Ckeditor5: Apostrophes not pasting from word

Created on 19 Jan 2019  ·  15Comments  ·  Source: ckeditor/ckeditor5

🐞 Bug report
💻 Version of CKEditor: 5, document editor from cdn
📋 Steps to reproduce

  1. create word or other text doc
  2. enter text with apostrophes
  3. copy and paste to CK 5
    4 all text but apostrophes appear

✅ Expected result

text with apostrophes appear

❎ Actual result

text but apostrophes appear

📃 Other details that might be useful

problem appears on Windows and Mac, Chrome and Firefox, Word and simpler apps, ie textedit

paste-from-office invalid bug

All 15 comments

cc @f1ames

Tried with https://ckeditor5.github.io/ and https://ckeditor.com/docs/ckeditor5/latest/examples/builds/document-editor.html on Chrome 71 with Word 16.21 on macOS and it seems to be working fine - ` and ' are pasted correctly.

@addsimm Could you provide a troublesome Word file so we can check it? Do you have any errors in the browser dev console?

@addsimm I'm not able to reproduce the issue (see .gif below):

word bug apostrophes

apostrophes are preserved when pasting from Word. I have checked on macOS (10.13.6) with Chrome, Firefox and Safari and results are the same. Also checked on Windows 10 with Chrome and Firefox when it also works fine. The Word version I opened the file with is 16.21 (on macOS) and 16.0.11126.20266 (Windows).

Btw. found different issue when content is not pasted at all https://github.com/ckeditor/ckeditor5-paste-from-office/issues/49.

I will work on seeing if I can replicate it.

Sent from my iPhone

On Jan 25, 2019, at 2:11 AM, Krzysztof Krztoń notifications@github.com wrote:

@addsimm I'm not able to reproduce the issue (see .gif below):

apostrophes are preserved when pasting from Word. I have checked on macOS (10.13.6) with Chrome, Firefox and Safari and results are the same. Also checked on Windows 10 with Chrome and Firefox when it also works fine. The Word version I opened the file with is 16.21 (on macOS) and 16.0.11126.20266 (Windows).

Btw. found different issue when content is not pasted at all ckeditor/ckeditor5-paste-from-office#49.


You are receiving this because you were mentioned.
Reply to this email directly, view it on GitHub, or mute the thread.
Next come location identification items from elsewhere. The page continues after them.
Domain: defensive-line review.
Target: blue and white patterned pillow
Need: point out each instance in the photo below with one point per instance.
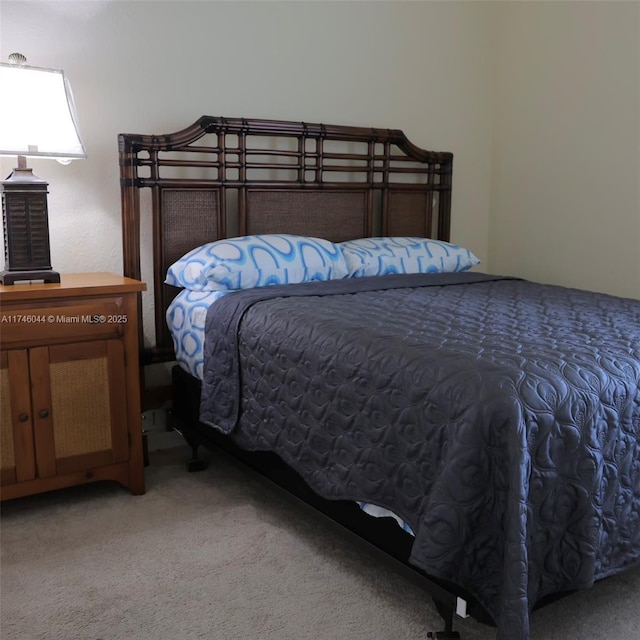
(382, 256)
(257, 261)
(186, 318)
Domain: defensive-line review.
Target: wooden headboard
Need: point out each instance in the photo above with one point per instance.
(224, 177)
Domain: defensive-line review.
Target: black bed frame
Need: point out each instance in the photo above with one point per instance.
(225, 177)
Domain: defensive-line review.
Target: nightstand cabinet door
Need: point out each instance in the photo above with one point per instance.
(17, 455)
(78, 413)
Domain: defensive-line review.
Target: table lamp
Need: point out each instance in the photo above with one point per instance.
(37, 119)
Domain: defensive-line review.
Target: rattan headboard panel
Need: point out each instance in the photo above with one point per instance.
(321, 214)
(223, 177)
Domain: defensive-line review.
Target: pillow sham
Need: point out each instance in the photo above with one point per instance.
(382, 256)
(257, 261)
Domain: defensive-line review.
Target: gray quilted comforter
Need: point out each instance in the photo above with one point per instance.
(500, 418)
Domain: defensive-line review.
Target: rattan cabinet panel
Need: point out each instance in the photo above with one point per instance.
(69, 393)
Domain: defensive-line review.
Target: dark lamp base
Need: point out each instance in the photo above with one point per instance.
(11, 277)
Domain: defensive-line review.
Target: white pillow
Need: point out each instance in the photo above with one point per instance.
(382, 256)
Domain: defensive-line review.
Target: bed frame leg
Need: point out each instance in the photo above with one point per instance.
(195, 463)
(447, 613)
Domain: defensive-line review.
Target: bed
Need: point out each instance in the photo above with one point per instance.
(496, 418)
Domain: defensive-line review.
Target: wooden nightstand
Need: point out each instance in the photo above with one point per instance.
(69, 384)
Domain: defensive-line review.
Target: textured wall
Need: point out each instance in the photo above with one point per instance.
(154, 67)
(565, 198)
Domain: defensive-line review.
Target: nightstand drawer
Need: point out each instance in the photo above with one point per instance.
(100, 318)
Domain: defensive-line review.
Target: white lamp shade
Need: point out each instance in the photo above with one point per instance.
(37, 114)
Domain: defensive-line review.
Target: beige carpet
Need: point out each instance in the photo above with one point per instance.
(220, 555)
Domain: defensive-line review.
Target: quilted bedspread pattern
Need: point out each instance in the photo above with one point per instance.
(500, 418)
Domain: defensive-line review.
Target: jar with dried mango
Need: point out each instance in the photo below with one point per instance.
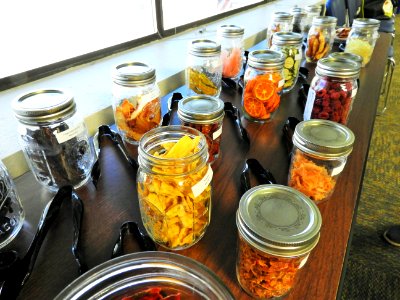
(277, 229)
(319, 155)
(136, 100)
(289, 43)
(204, 68)
(263, 84)
(174, 185)
(320, 38)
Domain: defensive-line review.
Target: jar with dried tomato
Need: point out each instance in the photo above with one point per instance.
(289, 43)
(136, 100)
(204, 68)
(281, 21)
(263, 84)
(206, 114)
(277, 229)
(174, 185)
(319, 155)
(332, 90)
(320, 38)
(231, 39)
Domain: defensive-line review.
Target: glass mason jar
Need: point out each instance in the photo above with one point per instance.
(231, 39)
(174, 185)
(204, 68)
(320, 38)
(54, 138)
(281, 21)
(332, 90)
(166, 275)
(320, 151)
(362, 38)
(11, 212)
(277, 229)
(263, 84)
(136, 100)
(289, 43)
(206, 114)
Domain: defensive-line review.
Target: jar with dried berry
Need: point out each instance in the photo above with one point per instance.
(332, 90)
(206, 114)
(204, 68)
(12, 214)
(136, 100)
(319, 155)
(320, 38)
(231, 39)
(289, 43)
(280, 21)
(263, 84)
(278, 227)
(362, 38)
(174, 185)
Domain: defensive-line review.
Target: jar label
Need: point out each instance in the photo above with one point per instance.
(309, 104)
(217, 133)
(70, 133)
(199, 187)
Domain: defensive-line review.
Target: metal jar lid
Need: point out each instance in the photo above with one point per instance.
(323, 138)
(287, 38)
(201, 109)
(366, 23)
(282, 16)
(42, 106)
(230, 31)
(278, 220)
(346, 55)
(338, 67)
(266, 59)
(204, 48)
(324, 20)
(133, 74)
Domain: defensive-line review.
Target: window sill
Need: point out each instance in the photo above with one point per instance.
(91, 83)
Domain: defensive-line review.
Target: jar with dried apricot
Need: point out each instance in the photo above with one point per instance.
(277, 229)
(263, 84)
(174, 185)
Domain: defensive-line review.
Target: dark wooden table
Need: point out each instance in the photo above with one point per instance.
(115, 201)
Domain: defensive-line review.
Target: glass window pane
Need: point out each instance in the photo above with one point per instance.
(42, 32)
(180, 12)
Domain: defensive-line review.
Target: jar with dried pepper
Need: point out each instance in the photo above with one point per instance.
(332, 90)
(289, 43)
(136, 100)
(206, 114)
(320, 37)
(319, 155)
(231, 39)
(204, 68)
(263, 84)
(277, 229)
(280, 21)
(174, 185)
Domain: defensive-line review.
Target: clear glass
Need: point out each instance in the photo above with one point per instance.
(137, 109)
(263, 275)
(204, 74)
(314, 175)
(11, 211)
(291, 67)
(262, 92)
(330, 98)
(174, 191)
(161, 272)
(361, 41)
(319, 41)
(58, 153)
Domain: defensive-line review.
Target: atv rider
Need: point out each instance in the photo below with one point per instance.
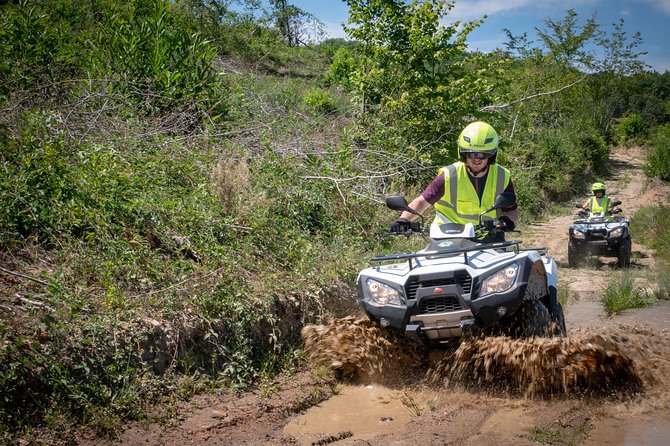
(599, 202)
(465, 189)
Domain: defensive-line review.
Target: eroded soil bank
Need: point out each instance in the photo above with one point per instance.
(608, 382)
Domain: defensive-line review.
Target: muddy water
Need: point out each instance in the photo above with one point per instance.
(356, 413)
(625, 369)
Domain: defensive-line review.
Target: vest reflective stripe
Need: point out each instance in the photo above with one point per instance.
(460, 202)
(604, 205)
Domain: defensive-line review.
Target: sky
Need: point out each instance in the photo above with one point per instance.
(650, 17)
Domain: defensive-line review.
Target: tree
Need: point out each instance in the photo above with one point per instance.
(295, 24)
(566, 41)
(413, 73)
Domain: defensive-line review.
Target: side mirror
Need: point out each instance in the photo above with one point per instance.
(504, 200)
(398, 203)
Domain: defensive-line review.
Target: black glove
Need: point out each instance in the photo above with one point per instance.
(399, 226)
(506, 223)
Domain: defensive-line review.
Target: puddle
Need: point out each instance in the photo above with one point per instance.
(356, 413)
(647, 430)
(509, 423)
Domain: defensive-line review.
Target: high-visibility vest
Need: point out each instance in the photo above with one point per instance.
(460, 202)
(603, 206)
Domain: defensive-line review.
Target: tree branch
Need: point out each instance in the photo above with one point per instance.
(546, 93)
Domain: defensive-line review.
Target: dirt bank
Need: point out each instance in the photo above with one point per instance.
(492, 392)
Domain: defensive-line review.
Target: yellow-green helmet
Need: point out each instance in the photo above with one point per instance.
(478, 137)
(598, 186)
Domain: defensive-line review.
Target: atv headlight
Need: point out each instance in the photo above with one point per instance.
(500, 281)
(382, 293)
(617, 232)
(578, 234)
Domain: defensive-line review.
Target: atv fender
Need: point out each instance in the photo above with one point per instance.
(537, 286)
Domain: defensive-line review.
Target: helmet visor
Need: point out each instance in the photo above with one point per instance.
(477, 155)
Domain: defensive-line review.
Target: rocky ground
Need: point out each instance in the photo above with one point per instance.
(611, 384)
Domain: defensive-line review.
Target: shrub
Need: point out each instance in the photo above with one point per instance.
(622, 294)
(319, 100)
(658, 159)
(630, 127)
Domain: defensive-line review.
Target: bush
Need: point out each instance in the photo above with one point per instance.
(630, 127)
(651, 225)
(319, 100)
(658, 159)
(622, 294)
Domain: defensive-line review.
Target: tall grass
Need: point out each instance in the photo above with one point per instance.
(622, 294)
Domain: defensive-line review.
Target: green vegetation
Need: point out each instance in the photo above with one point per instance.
(651, 225)
(182, 186)
(658, 160)
(622, 294)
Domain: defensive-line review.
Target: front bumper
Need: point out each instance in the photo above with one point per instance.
(440, 306)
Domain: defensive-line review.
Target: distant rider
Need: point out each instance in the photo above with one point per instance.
(472, 183)
(599, 202)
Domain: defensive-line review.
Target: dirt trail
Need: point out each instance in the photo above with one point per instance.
(492, 392)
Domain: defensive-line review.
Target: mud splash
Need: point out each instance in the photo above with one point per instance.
(360, 351)
(619, 361)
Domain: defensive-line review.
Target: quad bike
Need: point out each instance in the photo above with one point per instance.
(460, 285)
(599, 233)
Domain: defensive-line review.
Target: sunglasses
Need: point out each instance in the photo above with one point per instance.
(477, 155)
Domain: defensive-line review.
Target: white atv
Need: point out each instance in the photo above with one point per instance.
(599, 233)
(459, 285)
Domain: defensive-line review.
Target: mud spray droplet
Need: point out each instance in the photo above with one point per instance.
(622, 360)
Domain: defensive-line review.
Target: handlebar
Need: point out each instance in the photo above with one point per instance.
(417, 227)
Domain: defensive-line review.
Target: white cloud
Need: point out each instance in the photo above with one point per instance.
(334, 30)
(474, 10)
(661, 5)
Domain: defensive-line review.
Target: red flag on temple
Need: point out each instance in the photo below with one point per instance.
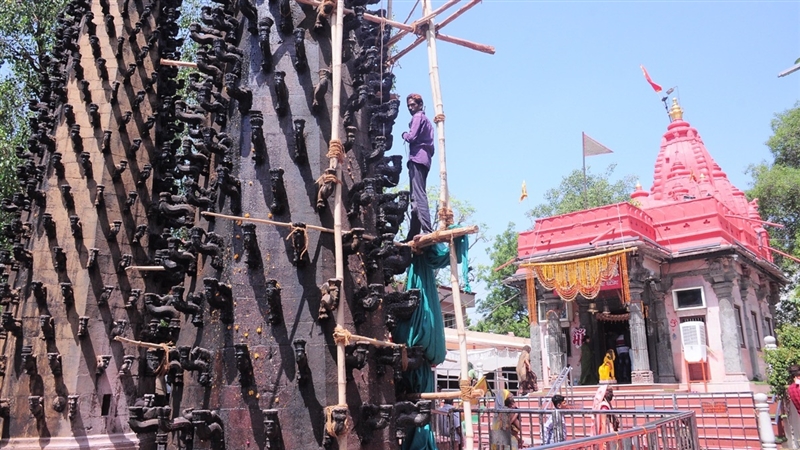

@addsimm Could it be related to the issue you have reported earlier with the encoding -https://github.com/ckeditor/ckeditor5/issues/1431 (unless you already solved it)? So for example apostrophes are somehow pasted as some other (e.g. non-printable) characters?

The problem is more complicated than I thought; it is also intermittent.

In a nutshell, the punctuation is being dropped during certain saves / pastes but not in others. As soon as I can get something nailed down, I will provide a more detailed report.

I don't think its related to #1431, but it may be.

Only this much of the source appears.